Die Verantwortung der Regierung ist es, dieses Geschäftsmodell gesund zu halten. Das tun sie mit einer aktiven Diversifizierungspolitik. So ist Luxemburg Europas führendes Finanzzentrum im internationalen Handel der chinesischen Währung Renminbi geworden. Dies resultiert aus einer proaktiven Politik der Regierung, neue Trends zu identifizieren und ihr Potenzial zu nutzen. Auch im Bereich islamische Finanzen hat sich Luxemburg zum größten nicht-muslimischen Zentrum entwickelt. 52 Prozent des weltweiten Vermögens in Mikrofinanz-Fonds werden in Luxemburg verwaltet und seine Börse ist Europas wichtigste Börse für die Notierung von Anleihen.
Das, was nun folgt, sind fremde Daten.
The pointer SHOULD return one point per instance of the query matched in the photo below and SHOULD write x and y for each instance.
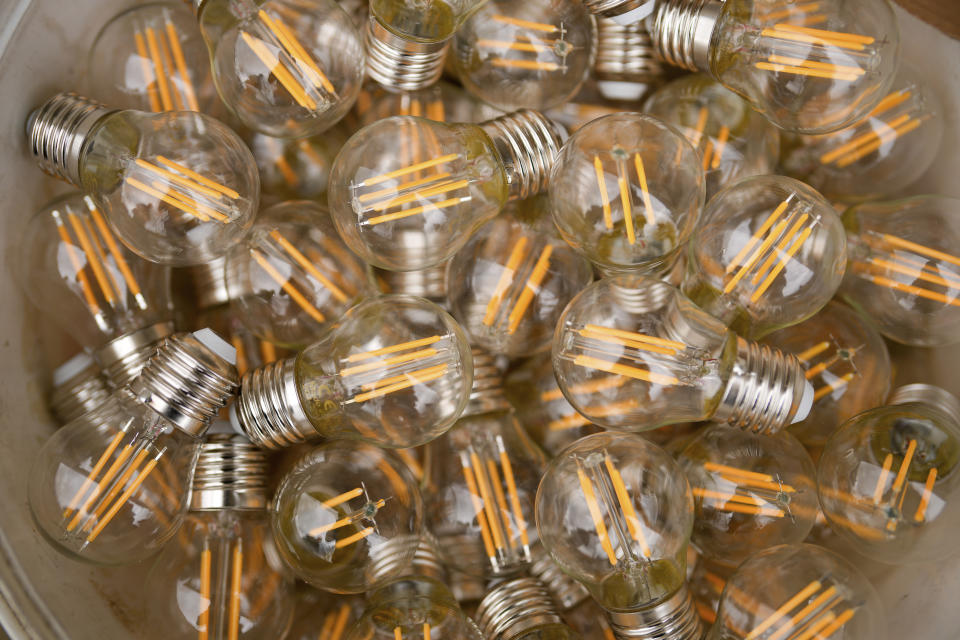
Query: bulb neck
(514, 607)
(231, 473)
(674, 619)
(268, 410)
(681, 31)
(399, 64)
(122, 359)
(58, 130)
(767, 390)
(528, 143)
(189, 379)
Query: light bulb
(286, 68)
(614, 511)
(750, 491)
(216, 579)
(626, 192)
(510, 283)
(809, 68)
(338, 511)
(113, 303)
(903, 273)
(292, 278)
(734, 141)
(177, 188)
(885, 477)
(396, 372)
(770, 252)
(847, 361)
(634, 353)
(406, 193)
(796, 590)
(532, 55)
(879, 155)
(152, 58)
(112, 486)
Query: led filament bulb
(217, 578)
(903, 272)
(534, 55)
(111, 487)
(734, 141)
(292, 278)
(793, 591)
(750, 491)
(887, 477)
(510, 283)
(406, 193)
(339, 509)
(113, 303)
(769, 253)
(396, 372)
(177, 188)
(615, 513)
(808, 67)
(286, 68)
(640, 346)
(845, 359)
(626, 192)
(152, 58)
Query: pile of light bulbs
(456, 347)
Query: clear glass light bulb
(396, 372)
(634, 353)
(626, 192)
(798, 589)
(770, 252)
(510, 283)
(112, 486)
(152, 58)
(406, 192)
(178, 188)
(615, 512)
(217, 578)
(286, 68)
(734, 141)
(292, 278)
(886, 477)
(879, 155)
(848, 363)
(750, 491)
(903, 273)
(809, 68)
(339, 509)
(533, 55)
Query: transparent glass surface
(633, 353)
(534, 55)
(903, 272)
(808, 67)
(887, 481)
(510, 283)
(213, 580)
(615, 512)
(847, 361)
(626, 192)
(406, 193)
(286, 68)
(292, 278)
(178, 188)
(112, 486)
(338, 510)
(770, 253)
(750, 491)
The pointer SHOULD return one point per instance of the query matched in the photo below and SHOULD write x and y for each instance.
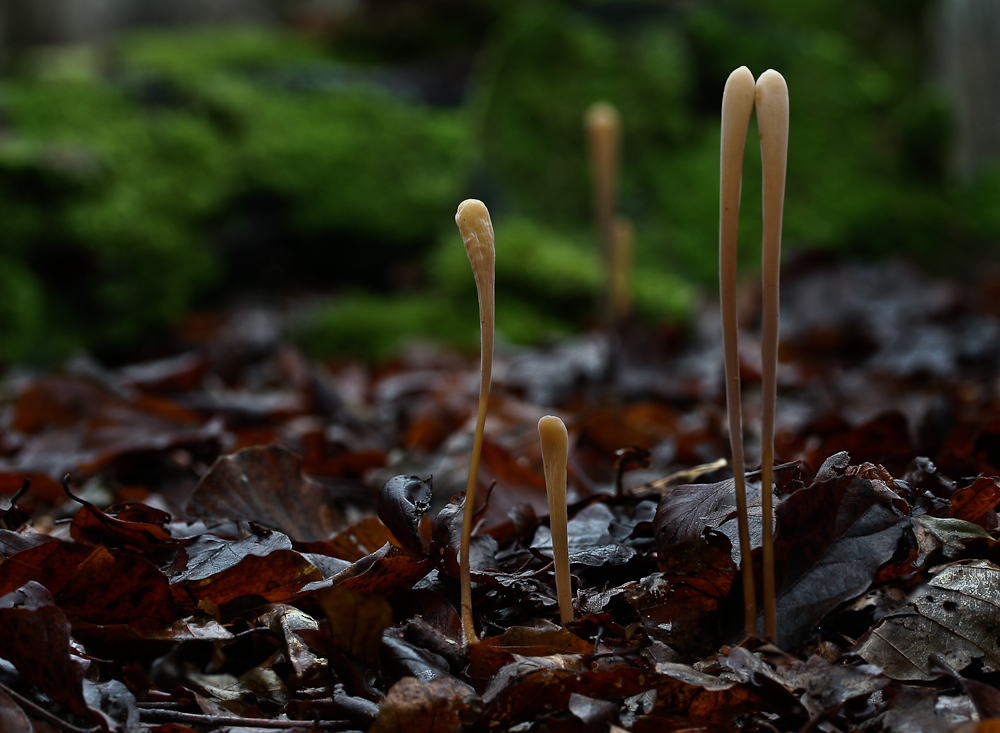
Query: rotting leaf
(402, 503)
(436, 706)
(12, 718)
(266, 485)
(285, 622)
(955, 616)
(833, 536)
(357, 541)
(486, 657)
(356, 621)
(383, 571)
(977, 503)
(11, 517)
(132, 526)
(77, 577)
(36, 640)
(262, 564)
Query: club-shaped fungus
(772, 121)
(770, 96)
(555, 450)
(474, 223)
(737, 106)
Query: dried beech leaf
(359, 540)
(955, 616)
(356, 621)
(977, 503)
(132, 526)
(833, 536)
(490, 654)
(36, 640)
(265, 485)
(434, 706)
(402, 503)
(12, 718)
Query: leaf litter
(247, 541)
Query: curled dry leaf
(434, 706)
(356, 621)
(832, 539)
(955, 616)
(266, 485)
(402, 503)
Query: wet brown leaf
(435, 706)
(266, 485)
(955, 616)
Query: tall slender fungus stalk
(737, 105)
(772, 121)
(603, 127)
(474, 223)
(555, 449)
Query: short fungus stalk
(555, 450)
(737, 106)
(474, 223)
(772, 121)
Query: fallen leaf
(955, 616)
(435, 706)
(266, 485)
(832, 538)
(402, 503)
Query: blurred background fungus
(164, 157)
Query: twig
(147, 715)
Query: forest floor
(222, 555)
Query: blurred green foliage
(129, 195)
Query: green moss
(376, 327)
(114, 188)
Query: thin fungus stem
(772, 121)
(603, 126)
(555, 451)
(474, 223)
(737, 106)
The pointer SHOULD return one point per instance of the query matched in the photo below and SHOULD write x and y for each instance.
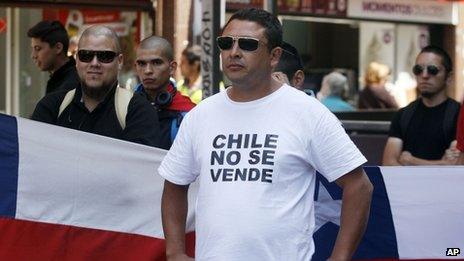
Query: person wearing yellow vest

Doch sind Produkte aus Luxemburg nicht immer so abstrakt wie ein Investmentfonds oder eine Dim Sum Anleihe. Wenn man irgendwo auf der Welt einen Kugelschreiber in die Hand nimmt, beträgt die Chance, dass die kleine Hartmetallkugel, welche das Auslaufen der Farbe verhindert, aus Luxemburg kommt, ganze 25 Prozent. So wurden auch die Glasfenster des Burj Khalifa in Dubai hergestellt, genau wie das Stahlgerüst des One World Trade Centers in New York. Auch der Weltmarktführer für die elektronischen Sicherheitssysteme, welche das Auslösen von Airbags garantieren, sitzt in Luxemburg. Eine der größten Cargo-Fluggesellschaften der Welt operiert aus Luxemburg heraus, genau wie das weltweit größte Satellitenunternehmen.

Man könnte noch viele Beispiele aufzählen, die zeigen, dass der Wirtschaftsstandort Luxemburg sich bei Weitem nicht auf die Finanzindustrie beschränkt. Luxemburg ist, genau wie alle anderen EU-Mitgliedstaaten am wirtschaftlichen Erfolg der Gemeinschaft aktiv beteiligt.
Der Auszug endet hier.